Woof was bowling his particular slow, slow version of slow left arm when O’Brien treated him as he afterwards treated Read at Lord’s, except that he back handed him through the slips, and did not, of course, turn round to do so.”
“E.M, who was fielding close in at slip, narrowly escaped injury, the ball passing with great velocity through his whiskers.”
“Lore, that must have set the cat among the pigeons. What happened next?”
“Well, he did it again.”
“How did that go down with the Great Man?”
“As you can imagine W.G.’s fraternal affection was aroused. ‘You mustn’t do that, Tim,’ says he in his Glasstershire accent in that squeeky little voice of is, ‘you’ll kill my brother.’”
“And Tim’s reply?”
“He didn’t much like EM, so he replied as bold as brass, ‘And a good thing to’ and promptly did it again.”
“For a third time?!”
Foley continued without so much as a break in his cannoning, his score was in three figures by now.
“W.G. then warned him that if he did it again, he would take his men off the field.”
“Needless to say O’Brien repeated it, and W.G. marched off the field, with his colleagues.”
“Snookered, so to speak.”
“ ‘Buns’ Thornton, who was looking on, came round to the Middlesex dressing room and told O’Brien that he was quite justified in hitting the ball how and where he chose, and then proceeded to the Gloucestershire room where he commiserated with W.G. and said O’Brien was quite wrong and had no business to endanger poor E.M.’s life.”
“The old stirrer, keeping the pot boiling for a bit of fun?”
“Nor was he wrong in his estimate. O’Brien thinking that he had the great ‘Buns’ on his side, stalked into the Gloucestershire dressing room, bat in hand, in an attitude sufficiently menacing to cause E.M. to retire to the furthest position possible. ”

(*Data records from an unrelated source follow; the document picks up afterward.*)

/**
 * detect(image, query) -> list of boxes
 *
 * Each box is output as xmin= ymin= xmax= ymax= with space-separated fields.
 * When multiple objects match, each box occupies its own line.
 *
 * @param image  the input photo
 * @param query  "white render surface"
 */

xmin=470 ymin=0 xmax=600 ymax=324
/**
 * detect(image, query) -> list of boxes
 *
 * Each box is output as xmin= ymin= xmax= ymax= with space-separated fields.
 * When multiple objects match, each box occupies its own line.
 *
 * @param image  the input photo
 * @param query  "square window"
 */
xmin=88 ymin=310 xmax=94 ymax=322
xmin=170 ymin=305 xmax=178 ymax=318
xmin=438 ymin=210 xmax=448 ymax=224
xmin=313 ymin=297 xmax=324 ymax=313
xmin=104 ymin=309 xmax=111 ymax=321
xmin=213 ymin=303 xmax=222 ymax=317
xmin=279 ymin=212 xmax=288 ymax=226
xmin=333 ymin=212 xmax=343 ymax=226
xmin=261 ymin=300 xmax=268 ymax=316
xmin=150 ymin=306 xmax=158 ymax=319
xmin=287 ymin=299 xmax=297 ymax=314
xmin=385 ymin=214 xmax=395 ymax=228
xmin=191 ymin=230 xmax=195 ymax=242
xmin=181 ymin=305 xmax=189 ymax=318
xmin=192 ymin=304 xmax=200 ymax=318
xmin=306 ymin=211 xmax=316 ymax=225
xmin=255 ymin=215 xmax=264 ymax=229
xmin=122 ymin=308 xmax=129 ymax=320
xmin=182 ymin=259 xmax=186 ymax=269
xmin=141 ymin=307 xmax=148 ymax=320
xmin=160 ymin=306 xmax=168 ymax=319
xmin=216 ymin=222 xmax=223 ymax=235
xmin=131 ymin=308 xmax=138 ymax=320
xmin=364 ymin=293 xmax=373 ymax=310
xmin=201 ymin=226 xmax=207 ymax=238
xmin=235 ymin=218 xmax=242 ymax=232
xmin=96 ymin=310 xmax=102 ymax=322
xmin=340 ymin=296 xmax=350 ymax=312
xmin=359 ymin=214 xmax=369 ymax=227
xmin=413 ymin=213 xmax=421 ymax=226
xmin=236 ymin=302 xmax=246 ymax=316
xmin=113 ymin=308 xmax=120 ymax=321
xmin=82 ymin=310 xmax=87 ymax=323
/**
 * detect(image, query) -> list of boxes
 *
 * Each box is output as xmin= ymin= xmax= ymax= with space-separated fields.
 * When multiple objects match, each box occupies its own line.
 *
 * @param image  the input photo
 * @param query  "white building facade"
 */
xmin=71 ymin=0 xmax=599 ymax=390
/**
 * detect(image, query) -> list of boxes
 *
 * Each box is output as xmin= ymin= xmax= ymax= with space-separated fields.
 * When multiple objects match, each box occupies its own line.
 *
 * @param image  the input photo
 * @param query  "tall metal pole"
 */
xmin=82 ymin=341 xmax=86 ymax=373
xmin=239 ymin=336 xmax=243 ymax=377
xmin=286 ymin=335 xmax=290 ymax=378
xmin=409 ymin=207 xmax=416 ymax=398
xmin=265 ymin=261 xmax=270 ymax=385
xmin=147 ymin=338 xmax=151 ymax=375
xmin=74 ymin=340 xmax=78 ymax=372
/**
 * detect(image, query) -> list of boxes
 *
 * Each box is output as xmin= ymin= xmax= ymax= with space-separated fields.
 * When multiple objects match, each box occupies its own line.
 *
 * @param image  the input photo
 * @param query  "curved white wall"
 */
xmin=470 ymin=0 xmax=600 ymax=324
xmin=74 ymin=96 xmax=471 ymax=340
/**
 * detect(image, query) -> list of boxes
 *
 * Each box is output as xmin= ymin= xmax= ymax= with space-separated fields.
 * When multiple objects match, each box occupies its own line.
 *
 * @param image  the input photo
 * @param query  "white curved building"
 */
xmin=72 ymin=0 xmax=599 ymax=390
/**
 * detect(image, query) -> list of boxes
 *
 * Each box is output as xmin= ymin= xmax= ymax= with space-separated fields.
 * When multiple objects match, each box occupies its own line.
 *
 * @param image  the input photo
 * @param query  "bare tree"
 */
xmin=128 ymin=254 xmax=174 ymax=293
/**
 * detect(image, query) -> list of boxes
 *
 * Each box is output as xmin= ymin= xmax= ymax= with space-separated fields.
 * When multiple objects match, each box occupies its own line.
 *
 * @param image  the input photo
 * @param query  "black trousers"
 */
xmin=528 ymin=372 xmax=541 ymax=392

“W.G. thinking that O’Brien had arrived with the intention of really carrying out what he had previously described as being ‘a good thing’, planted his huge bulk between his brother and the incensed intruder, and said in his high falsetto voice, ‘ I tell you what it is, Tim, I shall send for a policeman.’”
“And … ”
“Everyone roared with laughter and the match was proceeded with in unprecedented funereal silence.”
“I wager that’s not true,” said the Squire.
As you can imagine, even though it was beyond midnight, the Librarian was summoned and required to hunt down the scorecard in the archives.
He returned a half an hour later and whispered something confidentially to the Squire.
“Good tale, Foley, but it seems that Woof and the brothers Grace never played at Clifton, against a Middlesex side containing O’Brien.”
Amid general merriment, Foley reached for his pocket book.
“But,” interjected the Librarian still smarting from being brought from the warmth of his bed and taking a scorecard from the pocket of his dressing gown, “they were all involved in a match played at Cheltenham College in 1884″
“O’Brien made 110 in the first innings, Woof taking 6 form 96 in 49.1 overs, and 58 (caught Pullen bowled W.G. Grace) in the second innings in which Woof took 3 for 115 in 60.3 overs. Match drawn.”
“There you are Third Man, go set the co-ordinates for the College Ground, Cheltenham, 21st August 1884 – the first four instances of the reverse sweep. And remember that confounded slope on landing!”
* Foley reports that a number of years later when W.G. was asked who were the best bats in England suggested, ‘That there Tim takes a bit of beating’. Autumn Foliage, 1935.